Experteninterview Hitachi ABB Power Grids

Auf der PCIM Europe 2023 wird es erneut einen Länderfokus geben: die Vereinigten Staaten von Amerika. Aus diesem Anlass haben wir unsere langjährigen Aussteller mit Geschäftstätigkeit in den USA nach Ihrer Einschätzung zum US-amerikanischen Markt, vor allem im Hinblick auf die Leistungselektronik-Branche, gefragt.

  1. Aus welchen Gründen haben Sie die Entscheidung für einen Standort in den USA getroffen?
    Schon in den neunziger Jahren war ABB Semiconductors mit einer eigenen Niederlassung in den USA vertreten, um den großen amerikanischen Markt so gut wie möglich zu betreuen.
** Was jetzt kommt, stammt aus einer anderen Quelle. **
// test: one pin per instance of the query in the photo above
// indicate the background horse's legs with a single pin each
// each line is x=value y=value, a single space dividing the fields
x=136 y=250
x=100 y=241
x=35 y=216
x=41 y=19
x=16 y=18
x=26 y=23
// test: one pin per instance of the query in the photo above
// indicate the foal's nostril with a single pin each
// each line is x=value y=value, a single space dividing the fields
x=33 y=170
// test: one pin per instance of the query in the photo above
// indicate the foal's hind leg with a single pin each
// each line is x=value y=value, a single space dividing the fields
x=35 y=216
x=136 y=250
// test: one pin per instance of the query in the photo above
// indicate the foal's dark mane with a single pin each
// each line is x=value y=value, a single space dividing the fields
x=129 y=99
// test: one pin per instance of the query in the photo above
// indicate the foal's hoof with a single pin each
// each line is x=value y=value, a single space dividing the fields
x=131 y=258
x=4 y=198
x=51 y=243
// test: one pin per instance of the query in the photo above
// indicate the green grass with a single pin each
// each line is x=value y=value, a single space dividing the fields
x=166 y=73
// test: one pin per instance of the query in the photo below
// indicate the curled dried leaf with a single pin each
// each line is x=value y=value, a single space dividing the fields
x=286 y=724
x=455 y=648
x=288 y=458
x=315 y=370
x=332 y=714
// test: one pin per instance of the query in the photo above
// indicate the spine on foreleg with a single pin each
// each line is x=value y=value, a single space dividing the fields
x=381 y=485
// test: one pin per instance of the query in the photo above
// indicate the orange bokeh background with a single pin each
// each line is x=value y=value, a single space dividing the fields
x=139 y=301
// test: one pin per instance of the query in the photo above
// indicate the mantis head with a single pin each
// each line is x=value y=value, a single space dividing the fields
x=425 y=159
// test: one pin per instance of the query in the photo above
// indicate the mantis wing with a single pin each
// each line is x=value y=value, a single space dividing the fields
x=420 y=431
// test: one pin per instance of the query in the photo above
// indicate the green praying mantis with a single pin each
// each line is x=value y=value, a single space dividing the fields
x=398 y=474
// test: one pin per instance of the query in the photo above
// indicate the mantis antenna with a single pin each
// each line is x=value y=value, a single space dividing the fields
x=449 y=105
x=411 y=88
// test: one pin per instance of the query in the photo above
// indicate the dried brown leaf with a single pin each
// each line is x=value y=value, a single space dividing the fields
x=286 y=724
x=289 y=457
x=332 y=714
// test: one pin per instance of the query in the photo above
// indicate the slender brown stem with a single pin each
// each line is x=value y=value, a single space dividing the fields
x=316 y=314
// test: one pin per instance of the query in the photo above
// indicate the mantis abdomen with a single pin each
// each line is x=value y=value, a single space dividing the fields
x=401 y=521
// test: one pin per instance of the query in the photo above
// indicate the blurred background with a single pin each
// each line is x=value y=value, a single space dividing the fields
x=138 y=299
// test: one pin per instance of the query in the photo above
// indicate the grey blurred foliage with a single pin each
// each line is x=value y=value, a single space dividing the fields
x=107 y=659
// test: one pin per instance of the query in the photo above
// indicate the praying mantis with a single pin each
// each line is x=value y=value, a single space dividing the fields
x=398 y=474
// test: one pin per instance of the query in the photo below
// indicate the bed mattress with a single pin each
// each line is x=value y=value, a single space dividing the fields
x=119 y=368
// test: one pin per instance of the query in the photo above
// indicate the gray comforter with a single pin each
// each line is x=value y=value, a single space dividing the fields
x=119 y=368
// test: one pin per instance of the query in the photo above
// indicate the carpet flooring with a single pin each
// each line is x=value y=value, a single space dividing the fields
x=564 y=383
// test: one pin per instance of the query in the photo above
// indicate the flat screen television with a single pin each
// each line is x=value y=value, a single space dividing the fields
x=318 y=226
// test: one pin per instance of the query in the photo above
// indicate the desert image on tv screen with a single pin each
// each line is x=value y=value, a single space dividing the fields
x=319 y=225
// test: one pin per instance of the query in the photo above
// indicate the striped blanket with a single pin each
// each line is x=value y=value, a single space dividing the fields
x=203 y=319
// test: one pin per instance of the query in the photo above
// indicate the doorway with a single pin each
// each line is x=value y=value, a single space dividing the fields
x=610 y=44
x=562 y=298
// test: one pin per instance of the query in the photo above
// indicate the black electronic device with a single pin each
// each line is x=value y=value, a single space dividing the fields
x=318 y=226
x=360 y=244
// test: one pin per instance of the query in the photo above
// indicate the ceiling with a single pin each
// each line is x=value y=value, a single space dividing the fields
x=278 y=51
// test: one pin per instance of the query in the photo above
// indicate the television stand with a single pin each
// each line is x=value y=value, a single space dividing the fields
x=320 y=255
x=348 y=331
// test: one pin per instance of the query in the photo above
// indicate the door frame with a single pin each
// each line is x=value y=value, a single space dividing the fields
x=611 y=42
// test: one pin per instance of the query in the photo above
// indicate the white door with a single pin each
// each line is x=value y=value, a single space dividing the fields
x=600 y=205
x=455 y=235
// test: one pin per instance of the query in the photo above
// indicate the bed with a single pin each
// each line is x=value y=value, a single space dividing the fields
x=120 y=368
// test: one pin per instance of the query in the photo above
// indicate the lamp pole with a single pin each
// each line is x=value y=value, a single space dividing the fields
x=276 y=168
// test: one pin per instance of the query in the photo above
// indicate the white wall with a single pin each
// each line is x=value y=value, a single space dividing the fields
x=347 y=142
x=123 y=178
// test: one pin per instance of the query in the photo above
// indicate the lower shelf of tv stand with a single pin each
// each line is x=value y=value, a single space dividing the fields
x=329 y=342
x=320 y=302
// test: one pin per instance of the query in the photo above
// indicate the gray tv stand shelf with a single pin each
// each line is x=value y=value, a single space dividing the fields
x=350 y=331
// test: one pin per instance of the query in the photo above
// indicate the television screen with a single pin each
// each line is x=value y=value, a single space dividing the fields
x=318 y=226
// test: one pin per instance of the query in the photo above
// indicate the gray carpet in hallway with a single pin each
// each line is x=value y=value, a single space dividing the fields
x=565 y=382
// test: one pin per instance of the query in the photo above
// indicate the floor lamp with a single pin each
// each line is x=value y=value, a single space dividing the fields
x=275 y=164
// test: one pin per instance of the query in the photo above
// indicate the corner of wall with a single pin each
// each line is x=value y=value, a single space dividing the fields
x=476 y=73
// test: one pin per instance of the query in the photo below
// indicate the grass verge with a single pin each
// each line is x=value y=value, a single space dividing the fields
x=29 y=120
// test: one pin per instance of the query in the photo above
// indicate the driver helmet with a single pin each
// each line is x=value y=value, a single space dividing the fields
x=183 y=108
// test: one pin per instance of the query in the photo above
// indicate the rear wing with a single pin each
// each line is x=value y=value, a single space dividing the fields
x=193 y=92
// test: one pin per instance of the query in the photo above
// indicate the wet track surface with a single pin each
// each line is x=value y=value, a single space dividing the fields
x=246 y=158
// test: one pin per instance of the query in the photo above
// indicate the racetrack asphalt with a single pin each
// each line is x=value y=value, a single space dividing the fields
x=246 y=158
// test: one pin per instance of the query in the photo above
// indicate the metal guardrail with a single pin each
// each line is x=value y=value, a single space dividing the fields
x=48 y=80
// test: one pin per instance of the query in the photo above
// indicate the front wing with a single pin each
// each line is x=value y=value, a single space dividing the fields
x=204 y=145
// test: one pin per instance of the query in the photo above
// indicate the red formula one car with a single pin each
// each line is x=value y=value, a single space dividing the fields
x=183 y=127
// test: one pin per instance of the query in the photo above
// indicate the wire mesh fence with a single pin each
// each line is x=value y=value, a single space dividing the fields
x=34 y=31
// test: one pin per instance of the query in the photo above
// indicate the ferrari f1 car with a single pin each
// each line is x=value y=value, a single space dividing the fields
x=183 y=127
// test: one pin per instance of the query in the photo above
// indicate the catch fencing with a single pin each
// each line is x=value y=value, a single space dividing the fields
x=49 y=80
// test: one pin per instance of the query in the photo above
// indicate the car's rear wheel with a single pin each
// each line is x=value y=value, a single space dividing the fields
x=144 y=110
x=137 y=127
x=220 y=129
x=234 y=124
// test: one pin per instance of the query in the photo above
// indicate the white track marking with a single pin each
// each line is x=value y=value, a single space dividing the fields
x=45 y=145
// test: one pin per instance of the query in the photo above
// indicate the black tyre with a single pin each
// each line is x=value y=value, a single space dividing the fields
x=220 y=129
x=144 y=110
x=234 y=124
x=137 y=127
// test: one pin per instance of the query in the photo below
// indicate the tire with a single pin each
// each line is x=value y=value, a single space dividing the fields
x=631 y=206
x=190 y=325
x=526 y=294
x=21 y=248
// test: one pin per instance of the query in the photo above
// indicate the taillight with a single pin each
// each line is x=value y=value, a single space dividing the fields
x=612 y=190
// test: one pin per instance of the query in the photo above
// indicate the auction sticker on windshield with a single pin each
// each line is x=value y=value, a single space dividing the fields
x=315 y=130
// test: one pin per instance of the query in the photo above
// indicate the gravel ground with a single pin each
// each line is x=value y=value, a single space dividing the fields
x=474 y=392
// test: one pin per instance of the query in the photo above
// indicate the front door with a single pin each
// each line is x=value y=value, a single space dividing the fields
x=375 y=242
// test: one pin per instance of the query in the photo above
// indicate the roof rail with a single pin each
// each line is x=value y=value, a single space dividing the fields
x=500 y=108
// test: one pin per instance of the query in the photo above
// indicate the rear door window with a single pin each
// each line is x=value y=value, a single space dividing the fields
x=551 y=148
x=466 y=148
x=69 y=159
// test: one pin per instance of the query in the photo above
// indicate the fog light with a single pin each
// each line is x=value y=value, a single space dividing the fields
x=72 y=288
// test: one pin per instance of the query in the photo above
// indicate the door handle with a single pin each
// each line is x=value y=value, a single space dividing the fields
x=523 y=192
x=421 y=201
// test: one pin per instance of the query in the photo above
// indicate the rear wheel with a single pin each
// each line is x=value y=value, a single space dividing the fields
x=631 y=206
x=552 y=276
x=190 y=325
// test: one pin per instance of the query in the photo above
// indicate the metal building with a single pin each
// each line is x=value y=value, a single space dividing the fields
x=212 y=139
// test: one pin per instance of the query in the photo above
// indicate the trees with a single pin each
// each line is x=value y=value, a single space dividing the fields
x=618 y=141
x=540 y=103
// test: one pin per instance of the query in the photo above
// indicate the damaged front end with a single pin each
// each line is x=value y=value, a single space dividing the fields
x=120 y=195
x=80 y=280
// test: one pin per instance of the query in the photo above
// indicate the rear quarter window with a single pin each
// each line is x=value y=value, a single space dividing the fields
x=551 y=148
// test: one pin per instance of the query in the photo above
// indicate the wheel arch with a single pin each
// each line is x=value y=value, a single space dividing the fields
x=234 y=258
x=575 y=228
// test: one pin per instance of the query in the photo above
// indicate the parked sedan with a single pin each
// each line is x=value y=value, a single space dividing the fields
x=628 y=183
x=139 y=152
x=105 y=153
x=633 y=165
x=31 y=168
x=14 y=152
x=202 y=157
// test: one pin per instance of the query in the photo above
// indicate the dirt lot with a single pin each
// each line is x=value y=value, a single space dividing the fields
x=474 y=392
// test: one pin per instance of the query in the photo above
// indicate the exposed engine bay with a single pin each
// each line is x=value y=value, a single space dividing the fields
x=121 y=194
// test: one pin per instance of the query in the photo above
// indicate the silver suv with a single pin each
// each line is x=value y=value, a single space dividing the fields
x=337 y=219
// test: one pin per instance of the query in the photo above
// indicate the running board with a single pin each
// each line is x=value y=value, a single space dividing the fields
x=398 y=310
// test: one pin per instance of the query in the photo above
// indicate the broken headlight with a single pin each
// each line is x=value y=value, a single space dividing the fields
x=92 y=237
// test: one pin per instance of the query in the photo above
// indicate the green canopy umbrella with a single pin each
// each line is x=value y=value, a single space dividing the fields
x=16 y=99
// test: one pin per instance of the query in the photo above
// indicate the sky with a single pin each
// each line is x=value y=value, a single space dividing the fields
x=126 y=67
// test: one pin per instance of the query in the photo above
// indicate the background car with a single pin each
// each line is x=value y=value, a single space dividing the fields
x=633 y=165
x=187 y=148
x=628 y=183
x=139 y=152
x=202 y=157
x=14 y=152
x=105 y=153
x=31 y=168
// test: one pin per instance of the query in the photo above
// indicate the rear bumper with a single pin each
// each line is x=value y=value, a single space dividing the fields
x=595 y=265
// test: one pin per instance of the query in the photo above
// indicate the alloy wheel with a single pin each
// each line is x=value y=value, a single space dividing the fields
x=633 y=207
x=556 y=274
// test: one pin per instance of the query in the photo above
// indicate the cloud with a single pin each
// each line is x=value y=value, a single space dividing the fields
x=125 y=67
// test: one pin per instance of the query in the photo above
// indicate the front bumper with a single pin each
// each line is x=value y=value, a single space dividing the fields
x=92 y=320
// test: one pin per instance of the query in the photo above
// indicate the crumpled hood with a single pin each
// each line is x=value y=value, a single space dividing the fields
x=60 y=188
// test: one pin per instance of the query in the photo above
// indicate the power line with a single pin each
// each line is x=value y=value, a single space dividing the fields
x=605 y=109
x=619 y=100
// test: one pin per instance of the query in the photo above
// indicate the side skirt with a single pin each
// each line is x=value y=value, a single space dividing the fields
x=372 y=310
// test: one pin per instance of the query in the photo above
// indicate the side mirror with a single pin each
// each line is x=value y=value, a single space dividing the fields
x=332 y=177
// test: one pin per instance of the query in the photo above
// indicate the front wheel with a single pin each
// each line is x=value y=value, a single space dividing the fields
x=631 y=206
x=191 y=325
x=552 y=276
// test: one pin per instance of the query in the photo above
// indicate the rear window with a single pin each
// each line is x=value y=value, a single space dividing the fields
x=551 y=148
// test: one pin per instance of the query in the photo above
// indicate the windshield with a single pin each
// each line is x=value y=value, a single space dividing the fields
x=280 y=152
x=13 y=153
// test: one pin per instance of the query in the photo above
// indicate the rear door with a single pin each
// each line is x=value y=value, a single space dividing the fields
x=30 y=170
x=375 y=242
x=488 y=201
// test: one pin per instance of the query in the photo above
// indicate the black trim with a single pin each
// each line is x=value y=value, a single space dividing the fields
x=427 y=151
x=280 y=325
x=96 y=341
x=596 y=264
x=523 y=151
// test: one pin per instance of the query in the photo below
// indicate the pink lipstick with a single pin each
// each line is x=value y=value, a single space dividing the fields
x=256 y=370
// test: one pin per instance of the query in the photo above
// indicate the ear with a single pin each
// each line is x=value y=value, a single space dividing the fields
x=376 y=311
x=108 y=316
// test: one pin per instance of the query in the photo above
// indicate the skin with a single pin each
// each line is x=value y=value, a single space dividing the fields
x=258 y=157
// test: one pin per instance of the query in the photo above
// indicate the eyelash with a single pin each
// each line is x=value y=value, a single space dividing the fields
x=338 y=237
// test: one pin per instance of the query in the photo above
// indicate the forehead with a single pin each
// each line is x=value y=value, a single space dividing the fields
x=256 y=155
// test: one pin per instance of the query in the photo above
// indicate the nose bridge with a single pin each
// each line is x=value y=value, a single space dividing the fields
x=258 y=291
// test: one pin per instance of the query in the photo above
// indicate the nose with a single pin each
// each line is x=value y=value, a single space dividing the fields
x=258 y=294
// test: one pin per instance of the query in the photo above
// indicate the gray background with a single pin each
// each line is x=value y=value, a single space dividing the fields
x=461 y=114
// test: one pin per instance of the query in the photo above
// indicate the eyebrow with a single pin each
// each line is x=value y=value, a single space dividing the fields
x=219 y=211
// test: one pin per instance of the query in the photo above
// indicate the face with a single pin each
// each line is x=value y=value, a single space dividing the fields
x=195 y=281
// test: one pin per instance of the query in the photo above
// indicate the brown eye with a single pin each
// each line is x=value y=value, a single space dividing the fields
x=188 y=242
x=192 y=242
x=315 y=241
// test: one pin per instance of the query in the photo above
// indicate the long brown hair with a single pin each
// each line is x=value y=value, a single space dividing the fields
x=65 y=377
Wichtig waren damals wie heute die Nähe zum Kunden und die lokale Kundenunterstützung.
  2. Welche Bedeutung hat die USA als Absatz- und Vertriebsmarkt für Ihr Unternehmen in Europa?
    Die USA sind nach Europa und China der drittgrößte Markt für uns. In den letzten Jahren wurden viele Lösungen in den USA entwickelt und dann in China gefertigt. Das ändert sich in den letzten Jahren aufgrund politischer Faktoren, sodass die USA im Laufe der Zeit auch als Produktionsstandort wieder wichtiger werden.
  3. In welchen Branchen ist der US-Markt in Ihren Augen in den letzten Jahren vor allem führend?
    Vor allem der IT Sektor hat direkt oder indirekt in den letzten Jahren sehr viel zu unserem Umsatz beigetragen. Unsere Kunden waren im Bereich der Spanungsversorgungen für Serverfarmen aktiv. Der Öl & Gas Sektor war in der jüngeren Vergangenheit auch sehr stark. Allerdings ist der durch die gesunkenen Ölpreise und den Stopp der Fracking-Aktivitäten zum Erliegen gekommen. In der Zukunft wird E-Mobilität sicher eine größere Rolle spielen.
  4. Welche Produkte der USA aus dem Bereich der Leistungselektronik sind Ihrer Meinung nach in Europa gefragt und umgekehrt?
    Heute gibt es in den USA eine große Anzahl von Start-up Firmen im Bereich E-Mobilität, die verschiedene Lösungen zu unterschiedlichen Aspekten von Ladeinfrastruktur bis zum Antrieb im Fahrzeug entwickeln. Ein Teil dieser jungen Firmen wird direkt oder indirekt großen Einfluss auf die Mobilitätszukunft haben. Auch im Bereich Energiegewinnung z. B. durch Kernfusion gibt es interessante Ansätze, die mit sehr viel Venture-Capital ausgestattet sind. Im traditionellen Bereich der elektrischen Antriebe sind vor allem europäische Unternehmen oder einfach Überseestandorte amerikanischer Firmen den rein amerikanischen Unternehmen oft technologisch voraus, weil durch den starken Konkurrenzdruck technische Innovationen und laufende Verbesserungen notwendig waren, um am Markt langfristig zu bestehen.
  5. Was macht die USA als Industriepartner im Bereich Leistungselektronik besonders? Was ist für Sie der wichtigste Vorteil?
    Im Umfeld der sonstigen technischen Stärken gibt es immer wieder interessante technische Innovationen, die mittel- bis langfristig einen großen Einfluss auf Entwicklungen in der Leistungselektronik in anderen Ländern haben. Der Autobauer Tesla ist ein gutes Beispiel dafür, wie eine amerikanische Firma ein ganzes Segment aufmischen kann. Noch vor zwei Jahren haben viele Marktbeobachter sich gefragt, ob Tesla das Model 3 jemals auf die Straße bring. Heute ist das Model 3 in seinem Segment absolut führend und jeder traditionelle Autobauer bemüht sich, dem etwas entgegenzusetzen.
  6. Wo liegen die Stärken des US-amerikanischen Marktes im Bereich der Leistungselektronik?
    Eine der großen Stärken des US-Marktes ist die Verknüpfung der Leistungselektronik mit anderen Disziplinen wie z.B. der Digitalisierung. Amerikanische Firmen haben schon über die digitale Anbindung der Leistungselektronik nachgedacht als das in anderen Märkten noch gar kein Thema war. Eines der prominentesten Beispiele dafür ist das selbstfahrende Auto. Erst durch die Initiativen von Google und Apple fingen die Autohersteller an, sich ernsthaft mit diesem Thema zu beschäftigen.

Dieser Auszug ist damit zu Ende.